After adjusting for age, sex, and body weight, combination therapy did not significantly increase tumor development risk compared to the azathioprine-only group. Additionally, in patients on infliximab monotherapy, combination therapy appeared to reduce the risk of tumor development.
本研究旨在利用美国食品药品监督管理局不良事件报告系统(FAERS)数据库,评估英夫利昔单抗或硫唑嘌呤单药治疗与联合治疗的肿瘤形成风险。
从FAERS数据库中提取2004年第一季度至2024年第二季度接受英夫利昔单抗、硫唑嘌呤及联合治疗患者的数据。信号挖掘采用报告比值比(ROR)、比例报告比(PRR)、多重伽马-泊松标度评估(MGPSA)和贝叶斯置信区间渐进神经网络(BCPNN)等方法。

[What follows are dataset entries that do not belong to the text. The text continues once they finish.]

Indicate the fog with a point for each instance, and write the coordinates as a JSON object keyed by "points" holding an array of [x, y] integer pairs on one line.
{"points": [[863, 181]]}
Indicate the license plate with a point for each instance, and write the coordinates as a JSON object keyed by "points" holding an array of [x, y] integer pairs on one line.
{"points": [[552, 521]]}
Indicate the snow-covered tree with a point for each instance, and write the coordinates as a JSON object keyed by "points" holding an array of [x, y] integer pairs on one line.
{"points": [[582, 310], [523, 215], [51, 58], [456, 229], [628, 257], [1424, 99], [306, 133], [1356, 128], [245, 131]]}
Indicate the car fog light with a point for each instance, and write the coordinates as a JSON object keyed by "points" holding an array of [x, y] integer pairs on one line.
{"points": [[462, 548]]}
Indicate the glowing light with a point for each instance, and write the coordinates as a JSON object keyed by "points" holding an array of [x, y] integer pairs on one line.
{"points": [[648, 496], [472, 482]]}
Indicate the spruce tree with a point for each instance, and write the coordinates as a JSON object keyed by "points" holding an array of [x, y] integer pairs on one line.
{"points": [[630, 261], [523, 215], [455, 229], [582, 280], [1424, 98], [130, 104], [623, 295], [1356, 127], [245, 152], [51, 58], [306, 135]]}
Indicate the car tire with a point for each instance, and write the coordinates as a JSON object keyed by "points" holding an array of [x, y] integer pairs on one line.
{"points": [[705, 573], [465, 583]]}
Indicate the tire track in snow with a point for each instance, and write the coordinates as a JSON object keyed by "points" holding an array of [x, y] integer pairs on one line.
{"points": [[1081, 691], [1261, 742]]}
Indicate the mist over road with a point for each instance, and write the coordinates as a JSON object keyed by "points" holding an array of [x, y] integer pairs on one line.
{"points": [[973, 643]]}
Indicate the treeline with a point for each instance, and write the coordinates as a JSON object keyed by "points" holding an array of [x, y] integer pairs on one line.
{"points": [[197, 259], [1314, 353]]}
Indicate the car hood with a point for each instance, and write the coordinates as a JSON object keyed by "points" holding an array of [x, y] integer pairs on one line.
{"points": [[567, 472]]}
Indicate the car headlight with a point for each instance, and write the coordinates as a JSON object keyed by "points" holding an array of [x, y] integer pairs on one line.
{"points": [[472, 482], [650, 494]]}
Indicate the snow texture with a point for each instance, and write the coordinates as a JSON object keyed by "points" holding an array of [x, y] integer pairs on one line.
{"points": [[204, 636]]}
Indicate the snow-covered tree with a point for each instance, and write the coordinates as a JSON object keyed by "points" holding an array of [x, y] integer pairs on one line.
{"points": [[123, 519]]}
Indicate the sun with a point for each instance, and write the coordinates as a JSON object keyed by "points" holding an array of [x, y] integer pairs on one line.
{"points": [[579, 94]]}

我们对FAERS数据库的分析显示,报告病例数最多的是与皮肤相关的肿瘤,无论是单药治疗还是联合治疗。在性别方面,仅使用英夫利昔单抗组和联合治疗组中男性患癌风险高于女性;然而,仅使用硫唑嘌呤组未观察到性别差异。在年龄方面,我们注意到与未成年人相比,中年和老年个体不良肿瘤事件的发生率有所增加,但硫唑嘌呤组除外,在该组中年龄未被确定为独立风险因素。此外,在三个用药组中,体重均未被发现是独立风险因素。在控制年龄、性别和体重后,与单独使用硫唑嘌呤组相比,联合治疗并未增加肿瘤发生风险。相比之下,对于仅使用英夫利昔单抗的患者,联合治疗不仅没有增加肿瘤发生风险,反而似乎降低了风险。韦伯分布结果表明,仅使用英夫利昔单抗和硫唑嘌呤组呈随机失效型分布,而联合治疗观察到早期失效型分布。此外,我们分析了发病中位时间和累积发病率,结果显示联合治疗与单药治疗在肿瘤发病中位时间或累积发病率方面无显著差异。
在调整年龄、性别和体重后,与仅使用硫唑嘌呤组相比,联合治疗并未显著增加肿瘤发生风险。此外,对于接受英夫利昔单抗单药治疗的患者,联合治疗似乎降低了肿瘤发生风险。